On occasion, the Board has refused to permit parties to alter their position in certification matters, even where a step was taken inadvertently and in error, precisely because of that need for finality and certainty in the various steps of the certification process." 

The Board made it quite clear that neither an Applicant Union nor a Responding Employer can expect relief after the fact: 

      " ... there will be times when the final date for addressing a list issue is earlier than the date of the representation vote. However, the day of the vote will be the very last day on which the Board will permit any party to seek to add a previously identified name to the list of persons in the bargaining unit." 

At the vote, both parties will have scrutineers to confirm that the person attempting to vote is in fact eligible to vote and, after voting is completed, each party will have a representative at the count who may or may not be the same person as the scrutineer. A Certification Worksheet will be completed and signed off. This signing-off is critical!

 

In a relatively recent but already frequently referred to decision, Midtown Meats Cold Storage, the Ontario Labour Relations Board refused to allow the Applicant Union to resile or back out of the signature on the Certification Worksheet of its representative at the counting of the ballots.

 

The background facts are informative.

 

There was an early morning poll and a mid-afternoon poll. Between the two polls, the union lawyer wrote a letter alleging breaches of the Ontario Labour Relations Act by the employer at the earlier poll.

     

The second poll proceeded, the ballots were counted and the union lost by a significant margin. A union representative signed both a scrutineer's form attesting to the fairness of the balloting and the Certification Worksheet agreeing to the dismissal of the Application for Certification.

 

After the vote, the Labour Relations Officer duly distributed the normal Board Notice of the Results which noted, as normal, that " ... representations concerning any matter relating to the Application for Certification which remains in dispute, or any matter relating to the representation vote, the accuracy of the report ... " must be received within one week.

 

The union reaffirmed and added to its allegations filed on the day of the vote but did not file its representations until after 5:00 p.m. on the last day for filing. They were deemed by the Board to have filed one day late.
     

The Board accepted the union's version of its representative's signature being based on mistake of the consequences of signing the Certification Worksheet. She felt that her signature had no impact on the allegations and complaints which had been filed separately.

 

The Board did not agree. It stated: 

"The Board is not prepared to permit the union to resile from its agreement that there were no further issues in the Application for Certification, and that it could be dismissed ... The union is essentially arguing that Ms. Wesley did not appreciate or intend that her agreement would compromise the union's ability to complain about the employer's alleged misconduct and seek relief pursuant to section 11. The Board is regularly faced with parties arguing that they did not appreciate the full ramifications of their action ... The Board's response has consistently been that the parties are presumed to know the labour relations repercussions of the decisions they make, and in particular, of the agreements they reach." 

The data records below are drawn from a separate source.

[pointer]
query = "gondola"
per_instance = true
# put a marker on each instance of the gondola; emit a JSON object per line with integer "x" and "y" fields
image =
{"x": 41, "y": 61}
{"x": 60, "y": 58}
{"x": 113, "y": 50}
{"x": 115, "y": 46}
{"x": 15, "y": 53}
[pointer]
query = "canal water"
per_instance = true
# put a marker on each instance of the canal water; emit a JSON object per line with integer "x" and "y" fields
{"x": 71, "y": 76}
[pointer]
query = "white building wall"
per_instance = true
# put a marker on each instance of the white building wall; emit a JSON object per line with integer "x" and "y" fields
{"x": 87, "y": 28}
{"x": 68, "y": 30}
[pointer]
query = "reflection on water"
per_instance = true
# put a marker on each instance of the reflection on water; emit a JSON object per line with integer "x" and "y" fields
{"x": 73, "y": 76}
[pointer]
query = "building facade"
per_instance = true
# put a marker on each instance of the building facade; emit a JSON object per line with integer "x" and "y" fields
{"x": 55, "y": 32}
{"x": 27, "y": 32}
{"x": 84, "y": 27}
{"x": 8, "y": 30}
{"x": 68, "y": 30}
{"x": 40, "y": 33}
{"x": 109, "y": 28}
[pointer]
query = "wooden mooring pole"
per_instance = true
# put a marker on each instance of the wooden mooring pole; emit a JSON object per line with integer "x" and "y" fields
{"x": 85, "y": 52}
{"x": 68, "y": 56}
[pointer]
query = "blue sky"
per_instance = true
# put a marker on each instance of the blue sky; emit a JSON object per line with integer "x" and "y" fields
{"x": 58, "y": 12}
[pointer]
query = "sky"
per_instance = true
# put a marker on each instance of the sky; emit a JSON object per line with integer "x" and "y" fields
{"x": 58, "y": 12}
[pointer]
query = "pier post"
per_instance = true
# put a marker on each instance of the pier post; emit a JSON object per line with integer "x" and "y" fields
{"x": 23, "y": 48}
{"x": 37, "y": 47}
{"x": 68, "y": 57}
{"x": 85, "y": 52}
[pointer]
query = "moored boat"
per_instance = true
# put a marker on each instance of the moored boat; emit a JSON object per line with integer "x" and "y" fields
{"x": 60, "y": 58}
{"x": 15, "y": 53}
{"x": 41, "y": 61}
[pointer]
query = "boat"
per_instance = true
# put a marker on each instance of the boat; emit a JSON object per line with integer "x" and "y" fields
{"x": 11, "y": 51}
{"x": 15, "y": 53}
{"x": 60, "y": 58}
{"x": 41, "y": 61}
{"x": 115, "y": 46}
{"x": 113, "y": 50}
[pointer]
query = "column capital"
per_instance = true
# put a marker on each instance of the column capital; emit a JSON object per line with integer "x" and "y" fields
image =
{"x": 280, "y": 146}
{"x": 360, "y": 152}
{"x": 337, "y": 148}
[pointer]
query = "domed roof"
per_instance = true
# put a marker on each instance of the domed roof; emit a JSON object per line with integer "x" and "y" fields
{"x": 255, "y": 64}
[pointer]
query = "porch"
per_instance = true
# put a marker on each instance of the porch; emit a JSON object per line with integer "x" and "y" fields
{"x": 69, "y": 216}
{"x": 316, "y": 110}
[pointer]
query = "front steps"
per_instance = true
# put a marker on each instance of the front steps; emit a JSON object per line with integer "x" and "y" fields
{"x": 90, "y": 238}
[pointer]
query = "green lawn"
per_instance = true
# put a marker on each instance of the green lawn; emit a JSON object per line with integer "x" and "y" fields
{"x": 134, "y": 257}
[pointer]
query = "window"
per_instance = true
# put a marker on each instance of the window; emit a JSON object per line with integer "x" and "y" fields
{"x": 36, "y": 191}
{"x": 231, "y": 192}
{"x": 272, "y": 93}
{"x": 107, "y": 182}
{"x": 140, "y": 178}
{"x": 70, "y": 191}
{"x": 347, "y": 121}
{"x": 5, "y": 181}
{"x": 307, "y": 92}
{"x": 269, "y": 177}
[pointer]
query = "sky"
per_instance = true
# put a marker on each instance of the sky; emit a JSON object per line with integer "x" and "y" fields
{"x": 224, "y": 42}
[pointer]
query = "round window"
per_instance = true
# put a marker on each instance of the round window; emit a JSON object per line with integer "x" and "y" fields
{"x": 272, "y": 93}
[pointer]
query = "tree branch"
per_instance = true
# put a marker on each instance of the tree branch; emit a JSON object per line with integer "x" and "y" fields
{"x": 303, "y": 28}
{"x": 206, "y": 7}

Similarly, the Board is not influenced by arguments of the prejudice or lack of prejudice that may flow from rigid adherence to its policy. In a recent decision, the Board emphasized: 

"In terms of prejudice ... the existence or lack thereof of prejudice to the other party is not the test that the Board applies in determining whether a party may resile from its agreement." 

In short, a signature is binding, a deal is a deal and an agreement is final!